«Spring Breakers»
«Spring Breakers» : Splendides bikinis
Où en est la culture contemporaine ? Les frontières entre underground et productions commerciales effacées, la contre-culture n’aurait comme seule posture que la fétichisation pas forcément ironique des produits culturels de masse. Entre sacré et ridicule, le nouveau film d’Harmony Korine s’y jette corps et âmes.
On assiste depuis plusieurs années à un brouillage des différentes frontières culturelles : l’underground valorise la pop, tandis que la culture à large public s’abreuve constamment à la source alternative et tente de se parer des mêmes attributs : cool, décalé. Néanmoins, ce brouillage des frontières n’implique pas que ces dernières aient totalement disparu. Voir un Spielberg ou un Gaspard Noé, ce n’est toujours pas la même chose. Ces frontières survivent à l’état de fétiches, rendues à la fois inopérantes, car anachroniques pour comprendre le monde contemporain, et obsolètes car incapables de construire des camps. On se retrouve finalement face à l’équivalent culturel de la fin de l’histoire.

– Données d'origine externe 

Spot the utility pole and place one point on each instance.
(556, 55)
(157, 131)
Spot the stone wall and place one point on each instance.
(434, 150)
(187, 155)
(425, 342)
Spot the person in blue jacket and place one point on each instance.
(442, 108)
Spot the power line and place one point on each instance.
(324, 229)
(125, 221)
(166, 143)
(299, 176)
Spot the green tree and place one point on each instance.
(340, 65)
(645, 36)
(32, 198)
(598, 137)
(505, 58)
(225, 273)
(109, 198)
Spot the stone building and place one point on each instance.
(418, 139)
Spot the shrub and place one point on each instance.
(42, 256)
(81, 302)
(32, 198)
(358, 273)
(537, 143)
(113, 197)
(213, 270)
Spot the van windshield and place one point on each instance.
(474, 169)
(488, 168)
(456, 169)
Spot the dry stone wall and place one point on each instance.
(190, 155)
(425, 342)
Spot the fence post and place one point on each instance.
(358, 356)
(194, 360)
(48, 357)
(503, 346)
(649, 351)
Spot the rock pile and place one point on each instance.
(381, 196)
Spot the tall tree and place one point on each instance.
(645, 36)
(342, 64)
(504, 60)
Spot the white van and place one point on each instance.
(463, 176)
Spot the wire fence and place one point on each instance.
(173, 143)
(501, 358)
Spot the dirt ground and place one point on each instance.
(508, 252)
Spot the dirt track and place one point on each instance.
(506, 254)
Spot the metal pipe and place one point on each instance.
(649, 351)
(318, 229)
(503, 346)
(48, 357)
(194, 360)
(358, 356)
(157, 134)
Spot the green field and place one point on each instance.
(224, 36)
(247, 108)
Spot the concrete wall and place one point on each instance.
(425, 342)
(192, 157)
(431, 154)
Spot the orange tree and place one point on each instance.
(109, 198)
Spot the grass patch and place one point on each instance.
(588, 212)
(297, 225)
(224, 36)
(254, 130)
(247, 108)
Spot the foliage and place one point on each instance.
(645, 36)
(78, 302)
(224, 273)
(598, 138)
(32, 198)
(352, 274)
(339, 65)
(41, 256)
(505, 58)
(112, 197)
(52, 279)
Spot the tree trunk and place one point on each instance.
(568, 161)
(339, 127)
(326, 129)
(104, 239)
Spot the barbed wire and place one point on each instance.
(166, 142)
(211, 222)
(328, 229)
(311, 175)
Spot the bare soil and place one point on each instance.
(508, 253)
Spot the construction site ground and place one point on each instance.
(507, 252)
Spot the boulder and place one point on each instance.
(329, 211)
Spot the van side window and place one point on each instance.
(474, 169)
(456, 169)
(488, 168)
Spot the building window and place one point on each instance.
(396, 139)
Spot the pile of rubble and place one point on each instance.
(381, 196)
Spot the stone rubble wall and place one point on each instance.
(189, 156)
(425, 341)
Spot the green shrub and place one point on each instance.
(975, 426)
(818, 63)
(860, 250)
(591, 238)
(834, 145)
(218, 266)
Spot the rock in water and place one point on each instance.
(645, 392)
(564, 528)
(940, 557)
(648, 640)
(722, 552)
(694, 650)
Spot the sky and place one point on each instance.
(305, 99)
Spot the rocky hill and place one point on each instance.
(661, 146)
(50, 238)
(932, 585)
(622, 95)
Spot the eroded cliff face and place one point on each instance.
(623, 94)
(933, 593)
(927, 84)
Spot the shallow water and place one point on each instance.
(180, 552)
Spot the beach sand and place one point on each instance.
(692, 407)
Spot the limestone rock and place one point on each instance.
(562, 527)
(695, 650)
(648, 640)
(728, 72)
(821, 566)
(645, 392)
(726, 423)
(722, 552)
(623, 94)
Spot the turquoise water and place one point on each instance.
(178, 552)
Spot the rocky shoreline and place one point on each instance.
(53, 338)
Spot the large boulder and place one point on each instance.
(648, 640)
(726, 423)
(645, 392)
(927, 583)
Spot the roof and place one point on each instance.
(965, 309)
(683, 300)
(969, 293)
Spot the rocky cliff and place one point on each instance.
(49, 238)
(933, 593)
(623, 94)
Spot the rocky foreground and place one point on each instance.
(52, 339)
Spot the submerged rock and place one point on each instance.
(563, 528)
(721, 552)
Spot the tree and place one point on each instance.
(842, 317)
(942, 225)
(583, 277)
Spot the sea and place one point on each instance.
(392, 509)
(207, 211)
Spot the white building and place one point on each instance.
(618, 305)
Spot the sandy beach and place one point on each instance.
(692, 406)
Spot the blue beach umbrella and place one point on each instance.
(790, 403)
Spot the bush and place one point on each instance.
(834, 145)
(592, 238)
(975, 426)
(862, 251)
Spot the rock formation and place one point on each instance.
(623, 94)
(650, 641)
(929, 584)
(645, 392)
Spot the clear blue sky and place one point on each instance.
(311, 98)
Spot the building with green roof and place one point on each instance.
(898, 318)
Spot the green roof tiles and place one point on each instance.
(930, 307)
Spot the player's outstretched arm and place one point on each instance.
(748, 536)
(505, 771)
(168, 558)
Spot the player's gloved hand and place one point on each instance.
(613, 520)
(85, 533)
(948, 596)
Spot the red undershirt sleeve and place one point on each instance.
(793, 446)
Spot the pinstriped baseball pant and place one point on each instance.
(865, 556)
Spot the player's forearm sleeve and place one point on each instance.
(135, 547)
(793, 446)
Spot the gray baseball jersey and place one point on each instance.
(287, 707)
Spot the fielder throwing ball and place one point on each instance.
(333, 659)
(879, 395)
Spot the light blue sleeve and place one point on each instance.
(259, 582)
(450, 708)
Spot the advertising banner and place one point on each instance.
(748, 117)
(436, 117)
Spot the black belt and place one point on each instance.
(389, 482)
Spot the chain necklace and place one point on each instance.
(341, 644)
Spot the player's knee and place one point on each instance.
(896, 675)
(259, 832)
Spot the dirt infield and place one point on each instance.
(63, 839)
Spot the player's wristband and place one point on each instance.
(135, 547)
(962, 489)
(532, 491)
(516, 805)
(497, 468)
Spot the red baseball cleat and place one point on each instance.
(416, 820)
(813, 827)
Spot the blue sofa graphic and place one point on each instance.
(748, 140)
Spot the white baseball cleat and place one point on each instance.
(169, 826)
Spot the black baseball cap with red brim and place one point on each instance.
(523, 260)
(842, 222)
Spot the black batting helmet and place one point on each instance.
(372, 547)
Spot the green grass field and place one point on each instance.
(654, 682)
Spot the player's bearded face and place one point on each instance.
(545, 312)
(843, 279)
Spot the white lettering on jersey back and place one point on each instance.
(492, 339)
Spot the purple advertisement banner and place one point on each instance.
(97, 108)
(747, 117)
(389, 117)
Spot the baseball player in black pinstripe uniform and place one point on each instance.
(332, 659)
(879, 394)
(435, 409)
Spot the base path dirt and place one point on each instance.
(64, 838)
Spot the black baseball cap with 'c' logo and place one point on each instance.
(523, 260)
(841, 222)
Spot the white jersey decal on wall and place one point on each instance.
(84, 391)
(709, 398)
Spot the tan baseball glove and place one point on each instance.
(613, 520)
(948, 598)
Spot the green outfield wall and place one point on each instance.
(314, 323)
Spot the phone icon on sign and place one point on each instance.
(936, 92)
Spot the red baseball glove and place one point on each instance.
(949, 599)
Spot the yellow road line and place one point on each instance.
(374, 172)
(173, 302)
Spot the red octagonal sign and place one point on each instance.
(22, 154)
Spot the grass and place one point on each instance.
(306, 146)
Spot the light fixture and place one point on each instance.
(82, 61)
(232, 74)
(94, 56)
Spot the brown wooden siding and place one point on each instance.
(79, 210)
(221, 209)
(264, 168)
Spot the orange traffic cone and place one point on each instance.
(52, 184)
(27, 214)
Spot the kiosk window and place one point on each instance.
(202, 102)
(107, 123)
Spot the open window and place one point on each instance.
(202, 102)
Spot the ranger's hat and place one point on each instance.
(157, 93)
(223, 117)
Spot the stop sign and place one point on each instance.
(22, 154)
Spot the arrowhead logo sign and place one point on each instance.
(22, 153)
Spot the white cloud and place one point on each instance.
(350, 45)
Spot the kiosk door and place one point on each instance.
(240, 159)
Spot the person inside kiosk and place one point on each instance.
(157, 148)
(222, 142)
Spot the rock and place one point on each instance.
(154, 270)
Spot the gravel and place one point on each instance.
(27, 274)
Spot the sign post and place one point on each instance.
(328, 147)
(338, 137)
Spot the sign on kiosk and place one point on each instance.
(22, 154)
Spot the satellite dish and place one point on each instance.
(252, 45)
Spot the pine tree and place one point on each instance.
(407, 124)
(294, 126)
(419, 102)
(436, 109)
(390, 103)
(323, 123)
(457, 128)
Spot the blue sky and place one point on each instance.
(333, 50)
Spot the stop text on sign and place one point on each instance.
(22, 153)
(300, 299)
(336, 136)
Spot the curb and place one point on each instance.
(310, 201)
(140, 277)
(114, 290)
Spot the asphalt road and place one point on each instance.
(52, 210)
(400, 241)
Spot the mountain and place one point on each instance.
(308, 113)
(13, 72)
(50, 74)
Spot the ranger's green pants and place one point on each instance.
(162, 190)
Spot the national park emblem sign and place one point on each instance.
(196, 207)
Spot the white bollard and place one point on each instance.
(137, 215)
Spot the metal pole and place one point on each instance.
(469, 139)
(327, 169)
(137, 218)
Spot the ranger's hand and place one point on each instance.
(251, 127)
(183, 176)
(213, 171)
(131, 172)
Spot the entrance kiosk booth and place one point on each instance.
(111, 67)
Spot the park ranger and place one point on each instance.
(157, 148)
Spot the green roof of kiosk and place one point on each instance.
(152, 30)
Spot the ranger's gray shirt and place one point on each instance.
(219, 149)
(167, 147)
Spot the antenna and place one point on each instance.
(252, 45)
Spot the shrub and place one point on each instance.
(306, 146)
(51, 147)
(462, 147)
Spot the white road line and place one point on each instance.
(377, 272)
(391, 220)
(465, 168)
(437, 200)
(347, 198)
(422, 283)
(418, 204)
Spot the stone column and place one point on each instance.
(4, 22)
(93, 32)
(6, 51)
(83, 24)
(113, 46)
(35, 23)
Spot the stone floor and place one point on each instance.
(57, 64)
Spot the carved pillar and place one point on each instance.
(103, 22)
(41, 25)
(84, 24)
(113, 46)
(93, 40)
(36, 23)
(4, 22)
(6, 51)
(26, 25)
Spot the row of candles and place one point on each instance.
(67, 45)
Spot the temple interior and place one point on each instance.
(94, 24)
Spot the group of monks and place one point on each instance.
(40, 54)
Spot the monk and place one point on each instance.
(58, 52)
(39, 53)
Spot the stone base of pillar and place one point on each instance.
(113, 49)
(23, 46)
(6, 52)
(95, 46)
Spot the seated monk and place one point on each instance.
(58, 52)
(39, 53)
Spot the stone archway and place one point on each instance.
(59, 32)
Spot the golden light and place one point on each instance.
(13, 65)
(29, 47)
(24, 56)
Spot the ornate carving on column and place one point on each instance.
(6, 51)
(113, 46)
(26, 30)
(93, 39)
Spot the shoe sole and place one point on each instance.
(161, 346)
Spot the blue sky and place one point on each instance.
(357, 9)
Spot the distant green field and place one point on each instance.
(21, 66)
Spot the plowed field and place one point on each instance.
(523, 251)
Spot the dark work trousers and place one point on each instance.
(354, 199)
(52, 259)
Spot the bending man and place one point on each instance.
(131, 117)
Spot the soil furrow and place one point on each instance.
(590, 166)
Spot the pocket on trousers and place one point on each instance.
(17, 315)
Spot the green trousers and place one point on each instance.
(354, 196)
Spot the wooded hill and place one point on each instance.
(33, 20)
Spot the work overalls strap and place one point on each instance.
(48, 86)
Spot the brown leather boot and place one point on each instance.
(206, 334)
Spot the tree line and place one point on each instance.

Les dernières révolutions auraient eu lieu avec la contre-culture des années 60, puis le punk comme dernier moment de rébellion authentique.
Spring Breakers, le nouveau film d’Harmony Korine, représente un exemple parfait de ce brouillage des frontières. En effet, ce réalisateur qui fut scénariste pour Larry Clark vient de la scène alternative américaine. Avec Spring Breakers, il opère un mélange des genres, gardant son esthétique, faite de plans et d’effets non-conventionnels, tout en conviant des actrices dont certaines viennent de l’école Disney. Le film avec son casting et son sujet (les fêtes estudiantines sur les plages) se présente comme un film de divertissement pour adolescents alors qu’il décortique ce monde contemporain pour en décerner les parts les plus obscures : armes, étalage des corps, drogues. Sans jamais juger ces aspects, le film délivre une trame sans véritable scénario. Ici, seules les actrices se hissent au niveau nécessaire. Usant de leur corps comme armes, elles dégagent une vraie puissance, mystérieuse mais déterminante quant au déroulement des événements.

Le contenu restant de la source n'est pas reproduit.